September 5, 2012
Who should appear at CCMA Awards?
By Darryl Sterdan, QMI Agency

Hank Williams, Prince Harry and Kanye West. (WENN.COM, AFP photos)

If you watch this year’s Canadian Country Music Association Awards, you might notice a few changes. The biggest change, of course, would be that this year, you are actually watching the Canadian Country Music Association Awards.

That will most likely be due to the other big change: Organizers have lured country-pop princess Taylor Swift to Saskatoon to be the first winner of something called the CCMA Generation Award — aka A Meaningless Accolade We Pulled Out of Our Butts Solely to Give Taylor Swift so People Outside Alberta and Under Age 30 Will Tune In For Once.

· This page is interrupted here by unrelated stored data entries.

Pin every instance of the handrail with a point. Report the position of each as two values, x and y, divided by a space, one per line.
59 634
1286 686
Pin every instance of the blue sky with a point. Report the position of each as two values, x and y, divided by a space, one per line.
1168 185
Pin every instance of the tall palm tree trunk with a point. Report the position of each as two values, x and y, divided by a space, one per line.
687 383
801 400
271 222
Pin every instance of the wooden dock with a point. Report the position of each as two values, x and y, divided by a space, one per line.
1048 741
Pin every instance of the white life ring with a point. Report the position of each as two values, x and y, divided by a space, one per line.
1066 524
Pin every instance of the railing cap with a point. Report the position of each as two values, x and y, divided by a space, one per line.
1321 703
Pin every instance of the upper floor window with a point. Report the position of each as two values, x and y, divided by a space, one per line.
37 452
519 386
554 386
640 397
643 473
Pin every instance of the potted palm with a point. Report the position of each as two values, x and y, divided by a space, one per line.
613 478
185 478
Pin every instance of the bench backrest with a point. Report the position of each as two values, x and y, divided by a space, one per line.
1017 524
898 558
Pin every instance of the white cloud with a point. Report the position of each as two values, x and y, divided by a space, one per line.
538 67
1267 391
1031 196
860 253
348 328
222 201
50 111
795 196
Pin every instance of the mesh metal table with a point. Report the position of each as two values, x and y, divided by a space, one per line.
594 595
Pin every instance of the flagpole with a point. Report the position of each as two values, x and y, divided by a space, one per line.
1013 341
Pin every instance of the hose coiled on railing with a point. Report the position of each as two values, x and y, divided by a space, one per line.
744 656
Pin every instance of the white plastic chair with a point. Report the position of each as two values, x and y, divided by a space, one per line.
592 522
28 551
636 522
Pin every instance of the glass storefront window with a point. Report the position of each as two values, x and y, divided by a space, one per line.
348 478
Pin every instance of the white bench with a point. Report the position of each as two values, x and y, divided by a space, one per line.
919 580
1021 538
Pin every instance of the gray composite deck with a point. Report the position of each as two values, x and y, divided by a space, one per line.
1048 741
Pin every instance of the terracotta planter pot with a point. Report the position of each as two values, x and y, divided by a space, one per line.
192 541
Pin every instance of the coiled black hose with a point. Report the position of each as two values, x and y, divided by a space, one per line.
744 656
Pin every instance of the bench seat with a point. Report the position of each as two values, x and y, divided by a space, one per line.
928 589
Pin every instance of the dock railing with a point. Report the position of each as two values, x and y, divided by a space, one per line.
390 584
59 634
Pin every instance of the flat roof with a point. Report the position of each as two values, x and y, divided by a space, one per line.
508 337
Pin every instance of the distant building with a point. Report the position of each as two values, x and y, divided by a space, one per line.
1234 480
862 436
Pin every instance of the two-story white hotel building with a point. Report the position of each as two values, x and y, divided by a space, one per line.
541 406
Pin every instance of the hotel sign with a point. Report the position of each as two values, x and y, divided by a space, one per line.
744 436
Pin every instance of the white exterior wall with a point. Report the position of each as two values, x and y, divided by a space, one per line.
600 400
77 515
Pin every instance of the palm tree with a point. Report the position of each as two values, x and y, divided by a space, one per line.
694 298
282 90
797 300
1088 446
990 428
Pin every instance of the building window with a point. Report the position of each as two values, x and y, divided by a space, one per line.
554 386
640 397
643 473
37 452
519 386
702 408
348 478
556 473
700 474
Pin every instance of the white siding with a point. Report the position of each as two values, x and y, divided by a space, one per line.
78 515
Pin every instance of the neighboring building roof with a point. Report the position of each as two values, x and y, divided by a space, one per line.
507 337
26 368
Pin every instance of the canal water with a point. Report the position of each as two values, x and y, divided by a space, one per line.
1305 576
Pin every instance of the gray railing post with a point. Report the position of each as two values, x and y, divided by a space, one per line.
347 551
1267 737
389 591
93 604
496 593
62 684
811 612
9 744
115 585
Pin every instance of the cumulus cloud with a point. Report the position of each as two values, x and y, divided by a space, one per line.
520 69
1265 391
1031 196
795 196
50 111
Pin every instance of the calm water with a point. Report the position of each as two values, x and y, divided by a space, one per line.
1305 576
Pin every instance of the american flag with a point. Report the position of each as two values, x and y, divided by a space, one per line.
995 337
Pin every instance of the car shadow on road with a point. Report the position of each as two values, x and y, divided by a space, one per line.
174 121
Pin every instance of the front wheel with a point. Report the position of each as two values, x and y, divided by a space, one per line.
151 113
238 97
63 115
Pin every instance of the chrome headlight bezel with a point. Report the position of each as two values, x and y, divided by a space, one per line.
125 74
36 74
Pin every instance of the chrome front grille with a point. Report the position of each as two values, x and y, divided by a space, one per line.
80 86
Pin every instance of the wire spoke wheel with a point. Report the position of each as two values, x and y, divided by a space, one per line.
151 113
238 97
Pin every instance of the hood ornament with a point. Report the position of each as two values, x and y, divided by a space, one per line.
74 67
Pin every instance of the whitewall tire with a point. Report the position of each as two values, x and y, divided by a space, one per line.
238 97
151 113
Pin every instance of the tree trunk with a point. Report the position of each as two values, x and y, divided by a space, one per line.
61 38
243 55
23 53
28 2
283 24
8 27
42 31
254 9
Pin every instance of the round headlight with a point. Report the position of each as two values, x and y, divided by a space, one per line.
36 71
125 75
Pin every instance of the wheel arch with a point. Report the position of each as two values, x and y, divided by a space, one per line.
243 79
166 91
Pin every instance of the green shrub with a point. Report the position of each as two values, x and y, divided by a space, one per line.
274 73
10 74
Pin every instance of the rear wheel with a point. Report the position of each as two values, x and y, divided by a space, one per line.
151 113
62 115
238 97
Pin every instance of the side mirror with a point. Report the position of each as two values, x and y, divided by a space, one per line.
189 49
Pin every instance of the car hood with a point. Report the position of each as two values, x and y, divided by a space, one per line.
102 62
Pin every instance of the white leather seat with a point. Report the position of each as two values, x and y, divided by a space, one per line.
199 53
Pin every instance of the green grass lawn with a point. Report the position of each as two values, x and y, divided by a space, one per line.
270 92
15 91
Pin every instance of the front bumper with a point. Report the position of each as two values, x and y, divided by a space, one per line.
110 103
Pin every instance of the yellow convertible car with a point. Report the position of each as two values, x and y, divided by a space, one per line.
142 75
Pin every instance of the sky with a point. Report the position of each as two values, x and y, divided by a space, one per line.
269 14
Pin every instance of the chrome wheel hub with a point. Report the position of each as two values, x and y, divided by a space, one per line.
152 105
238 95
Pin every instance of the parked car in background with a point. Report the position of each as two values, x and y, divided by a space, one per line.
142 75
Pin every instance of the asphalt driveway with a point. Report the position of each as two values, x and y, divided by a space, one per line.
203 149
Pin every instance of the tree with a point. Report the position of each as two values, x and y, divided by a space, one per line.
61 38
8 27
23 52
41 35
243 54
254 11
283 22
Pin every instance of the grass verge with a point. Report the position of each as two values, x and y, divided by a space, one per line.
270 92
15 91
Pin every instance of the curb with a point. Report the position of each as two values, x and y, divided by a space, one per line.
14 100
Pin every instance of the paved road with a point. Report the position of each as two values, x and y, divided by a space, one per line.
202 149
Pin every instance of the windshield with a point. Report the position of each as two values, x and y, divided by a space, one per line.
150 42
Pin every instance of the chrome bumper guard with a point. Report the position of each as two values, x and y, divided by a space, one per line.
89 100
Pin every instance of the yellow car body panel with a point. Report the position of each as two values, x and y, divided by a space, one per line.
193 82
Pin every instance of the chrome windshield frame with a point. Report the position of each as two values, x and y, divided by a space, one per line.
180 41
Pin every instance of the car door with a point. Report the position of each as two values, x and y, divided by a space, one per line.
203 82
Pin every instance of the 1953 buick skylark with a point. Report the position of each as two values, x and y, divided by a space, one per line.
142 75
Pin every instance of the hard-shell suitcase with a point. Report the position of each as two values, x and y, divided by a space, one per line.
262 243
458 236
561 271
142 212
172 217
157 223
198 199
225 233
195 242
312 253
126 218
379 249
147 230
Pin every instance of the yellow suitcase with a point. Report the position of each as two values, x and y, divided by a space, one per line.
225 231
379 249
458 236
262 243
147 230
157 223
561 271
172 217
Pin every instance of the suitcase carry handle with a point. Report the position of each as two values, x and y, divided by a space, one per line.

Granted, it’s hard to fault organizers too much for this publicity stunt. The Canadian country universe isn’t exactly star-studded, after all. The reigning king — Johnny Reid, who leads the pack at this year’s awards with eight nominations — barely qualifies as country. And between his Rod Stewart vocal stylings and squeaky-clean image, he isn’t exactly bringing in the kids. As for the other major players this year — Dead Brody, Gord Bamford and Jason Blaine — well, they aren’t exactly household names. So it’s no wonder the CCMA wants Swift in the house when prizes are handed out Sunday in Saskatoon, with the festivities airing live on CBC at 8 p.m. Eastern. (What’s in it for Swift? Well, aside from another chunky tchotchke — and perhaps a nice appearance fee — a trip to Joni Mitchell’s old stomping grounds can’t hurt if she’s going to play the Saskatchewan-born singer in the movie Girls Like Us.) But if the CCMAs really want to bring in more eyeballs, why stop with Swift? Here are some other artists producers can add to juice the show’s numbers:

Hank Williams

Are you ready for some crazy? Just book Bocephus on the award show — and tell him five minutes before he goes on that he’s going to be part of a surprise tribute to U.S. President Barack Obama. Then stand back and let the fun begin. On the plus side, he’s an actual country artist.

Boy Bands


One Direction, Big Time Rush, The Wanted — you might not know them, but trust me, your teenage daughters do. Surely one of them can be convinced to don some Stetsons and boots, learn a Johnny Cash song and do a little two-step. If they balk, make up another award to give them.

Vampires

Cowboys aren’t exactly big with the kids these days. But bloodsuckers? They’re hot. So why not put some fang into the twang? Have the Twilight and True Blood cast hand out major awards and have everyone play countrified renditions of songs like Bad Moon Rising and Werewolves of London.

Jersey Shore

Now that MTV has cancelled their show, that whole pack of losers — Snoopy and J-Cloth and Pauly Walnuts and The Stipulation, or whatever their names are — probably come pretty cheap. And they’re guaranteed to do something idiotic. Especially if there’s an open bar involved.

Prince Harry

Instead of Strip Billiards, why not enlist the spare heir to play Strip CCMAs? The rules are simple: He tries to predict the awards, and every time he gets one wrong, he doffs another piece of clothing. Selling the ensuing pics to the British tabs could likely fund the awards into the next century.

Kanye West

Watching Taylor Swift accepting another meaningless award with her mouth hanging open in fake shock? Yawn. Watching Taylor Swift accepting an award while a split-screen displays a drunken Kanye West sitting in the front row clutching a picture of Beyonce? Now that’s television.